89.3% of participants were men (mean age 51.1 ± 32.3 years-old). The percentage of patients with prior CVD was 8.2%. After a 1-year follow-up, 46.4% of workers at high CVR and no prior CVD decreased their CVR to less than 5%. Improvements in CVRF control were observed: increasing percentage of non-smokers (+3.9%; p < 0.001), of workers with blood pressure < 140/90 mmHg (+13.0%; p < 0.001), total-cholesterol < 190 mg/dl (+5.9%; p < 0.001), LDL-cholesterol <100 mg/dl [high CVR] / <70 mg/dl [very high CVR] (+3.9%; p < 0.001), and triglycerides <150 mg/dl (+2.6%; p < 0.001).

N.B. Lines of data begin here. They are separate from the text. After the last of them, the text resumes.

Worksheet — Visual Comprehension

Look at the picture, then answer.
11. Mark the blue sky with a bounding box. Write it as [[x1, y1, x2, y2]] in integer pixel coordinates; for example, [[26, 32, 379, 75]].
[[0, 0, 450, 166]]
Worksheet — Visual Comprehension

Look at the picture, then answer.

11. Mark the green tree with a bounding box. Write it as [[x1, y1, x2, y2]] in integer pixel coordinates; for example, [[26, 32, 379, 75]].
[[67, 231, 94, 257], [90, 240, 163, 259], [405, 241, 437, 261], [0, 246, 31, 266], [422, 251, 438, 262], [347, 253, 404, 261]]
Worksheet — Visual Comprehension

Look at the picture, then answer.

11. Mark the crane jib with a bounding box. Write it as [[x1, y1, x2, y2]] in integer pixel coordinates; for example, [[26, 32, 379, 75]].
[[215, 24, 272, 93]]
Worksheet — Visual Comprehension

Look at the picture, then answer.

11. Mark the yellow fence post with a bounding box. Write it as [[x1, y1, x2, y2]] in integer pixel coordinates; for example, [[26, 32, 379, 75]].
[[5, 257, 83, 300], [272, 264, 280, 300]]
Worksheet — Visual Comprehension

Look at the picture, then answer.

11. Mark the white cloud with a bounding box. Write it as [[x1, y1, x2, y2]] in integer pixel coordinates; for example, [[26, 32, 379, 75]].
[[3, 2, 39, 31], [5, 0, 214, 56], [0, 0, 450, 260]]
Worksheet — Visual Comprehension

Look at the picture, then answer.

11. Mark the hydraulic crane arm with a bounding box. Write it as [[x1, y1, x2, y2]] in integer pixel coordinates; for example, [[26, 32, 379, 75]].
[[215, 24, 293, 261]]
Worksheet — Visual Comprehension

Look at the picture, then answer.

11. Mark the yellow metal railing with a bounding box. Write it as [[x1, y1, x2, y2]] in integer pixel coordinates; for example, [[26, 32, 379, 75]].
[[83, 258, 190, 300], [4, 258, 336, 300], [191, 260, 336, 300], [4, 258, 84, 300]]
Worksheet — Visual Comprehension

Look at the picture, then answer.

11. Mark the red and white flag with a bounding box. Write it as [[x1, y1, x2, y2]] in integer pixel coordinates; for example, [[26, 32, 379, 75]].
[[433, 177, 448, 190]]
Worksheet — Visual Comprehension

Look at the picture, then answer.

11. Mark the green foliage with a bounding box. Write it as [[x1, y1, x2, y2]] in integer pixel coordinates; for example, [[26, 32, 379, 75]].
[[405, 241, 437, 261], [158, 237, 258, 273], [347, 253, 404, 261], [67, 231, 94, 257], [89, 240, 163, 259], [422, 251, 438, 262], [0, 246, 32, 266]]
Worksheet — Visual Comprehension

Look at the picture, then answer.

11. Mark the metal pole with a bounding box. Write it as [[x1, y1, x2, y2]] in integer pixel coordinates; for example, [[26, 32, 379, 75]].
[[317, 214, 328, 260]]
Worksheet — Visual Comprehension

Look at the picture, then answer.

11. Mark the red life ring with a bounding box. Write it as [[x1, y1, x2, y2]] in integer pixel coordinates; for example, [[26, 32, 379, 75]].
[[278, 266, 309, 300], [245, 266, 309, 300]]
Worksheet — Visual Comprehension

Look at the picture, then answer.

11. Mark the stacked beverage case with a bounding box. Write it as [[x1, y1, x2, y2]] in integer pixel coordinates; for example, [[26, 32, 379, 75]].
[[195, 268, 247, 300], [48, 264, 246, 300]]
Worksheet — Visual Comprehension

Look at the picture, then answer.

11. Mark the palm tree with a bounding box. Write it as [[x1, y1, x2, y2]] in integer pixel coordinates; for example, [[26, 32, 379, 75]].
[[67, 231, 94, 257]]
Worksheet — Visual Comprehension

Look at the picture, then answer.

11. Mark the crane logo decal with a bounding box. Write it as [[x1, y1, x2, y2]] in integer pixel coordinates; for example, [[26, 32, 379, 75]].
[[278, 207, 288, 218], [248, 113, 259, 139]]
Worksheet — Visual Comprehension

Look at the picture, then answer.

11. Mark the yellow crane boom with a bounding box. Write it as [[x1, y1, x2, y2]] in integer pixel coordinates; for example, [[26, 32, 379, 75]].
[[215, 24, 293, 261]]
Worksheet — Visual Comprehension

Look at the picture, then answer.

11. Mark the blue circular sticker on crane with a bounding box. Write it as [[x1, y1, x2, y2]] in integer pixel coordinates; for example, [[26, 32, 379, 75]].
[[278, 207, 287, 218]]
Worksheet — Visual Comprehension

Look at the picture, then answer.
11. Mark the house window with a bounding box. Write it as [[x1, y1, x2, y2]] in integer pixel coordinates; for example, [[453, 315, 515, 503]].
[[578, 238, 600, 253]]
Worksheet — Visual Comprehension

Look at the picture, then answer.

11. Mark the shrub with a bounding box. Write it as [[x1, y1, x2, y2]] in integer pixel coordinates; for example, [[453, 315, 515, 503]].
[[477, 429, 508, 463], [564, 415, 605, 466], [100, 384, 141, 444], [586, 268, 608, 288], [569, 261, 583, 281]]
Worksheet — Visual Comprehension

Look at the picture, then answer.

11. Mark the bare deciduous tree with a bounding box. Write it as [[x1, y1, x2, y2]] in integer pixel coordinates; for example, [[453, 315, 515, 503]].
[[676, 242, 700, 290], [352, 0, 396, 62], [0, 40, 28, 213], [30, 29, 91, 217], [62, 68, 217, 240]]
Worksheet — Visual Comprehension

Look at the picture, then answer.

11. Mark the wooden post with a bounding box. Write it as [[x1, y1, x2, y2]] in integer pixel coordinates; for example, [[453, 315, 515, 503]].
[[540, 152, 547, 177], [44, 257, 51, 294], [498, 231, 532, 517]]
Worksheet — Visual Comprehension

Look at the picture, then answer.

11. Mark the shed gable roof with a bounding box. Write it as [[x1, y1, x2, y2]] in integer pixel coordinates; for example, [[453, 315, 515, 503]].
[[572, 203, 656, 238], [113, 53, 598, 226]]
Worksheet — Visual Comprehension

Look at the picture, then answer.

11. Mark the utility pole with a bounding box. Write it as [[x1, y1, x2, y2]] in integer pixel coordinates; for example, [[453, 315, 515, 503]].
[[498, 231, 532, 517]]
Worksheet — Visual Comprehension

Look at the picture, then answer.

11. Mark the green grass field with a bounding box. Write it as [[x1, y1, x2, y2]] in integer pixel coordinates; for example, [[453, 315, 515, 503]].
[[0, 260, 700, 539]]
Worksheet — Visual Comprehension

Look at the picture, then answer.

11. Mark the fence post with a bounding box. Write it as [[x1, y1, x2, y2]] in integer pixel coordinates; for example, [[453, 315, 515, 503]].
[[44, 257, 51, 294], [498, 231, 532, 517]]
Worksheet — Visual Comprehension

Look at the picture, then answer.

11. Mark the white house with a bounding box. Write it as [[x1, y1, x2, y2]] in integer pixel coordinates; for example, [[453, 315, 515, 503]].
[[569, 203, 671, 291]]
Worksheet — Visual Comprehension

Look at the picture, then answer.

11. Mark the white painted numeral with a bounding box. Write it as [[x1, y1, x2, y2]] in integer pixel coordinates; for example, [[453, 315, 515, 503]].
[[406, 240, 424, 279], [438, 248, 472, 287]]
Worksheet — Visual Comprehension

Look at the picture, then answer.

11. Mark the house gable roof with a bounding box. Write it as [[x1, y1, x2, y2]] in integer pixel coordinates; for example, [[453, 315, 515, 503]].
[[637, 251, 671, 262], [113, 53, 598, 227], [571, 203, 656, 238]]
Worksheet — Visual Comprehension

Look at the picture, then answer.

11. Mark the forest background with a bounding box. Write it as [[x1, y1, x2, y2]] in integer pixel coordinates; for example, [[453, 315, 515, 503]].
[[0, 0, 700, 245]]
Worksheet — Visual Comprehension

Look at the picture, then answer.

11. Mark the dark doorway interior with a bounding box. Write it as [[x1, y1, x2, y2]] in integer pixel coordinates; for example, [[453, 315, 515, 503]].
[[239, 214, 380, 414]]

In contrast, a decrease in the percentage of workers with HDL-cholesterol >40 mg/dl [men] / >45 mg/dl [women] (-2.1%; p < 0.001) was observed. No significant differences were detected in the percentage of workers with glycaemia <126 mg/dl (p = 0.537), body mass index <25 Kg/m2 (p = 0.967), or waist circumference <102 cm [men] / <88 cm [women] (p = 0.232).

Conclusions:

A comprehensive health promotion strategy at the workplace is effective in improving control of CVRF in workers at high risk of cardiovascular disease. This achievement could complement the work done by general practitioners and nurses in their consultation visits. Further efforts are necessary to improve weight reduction.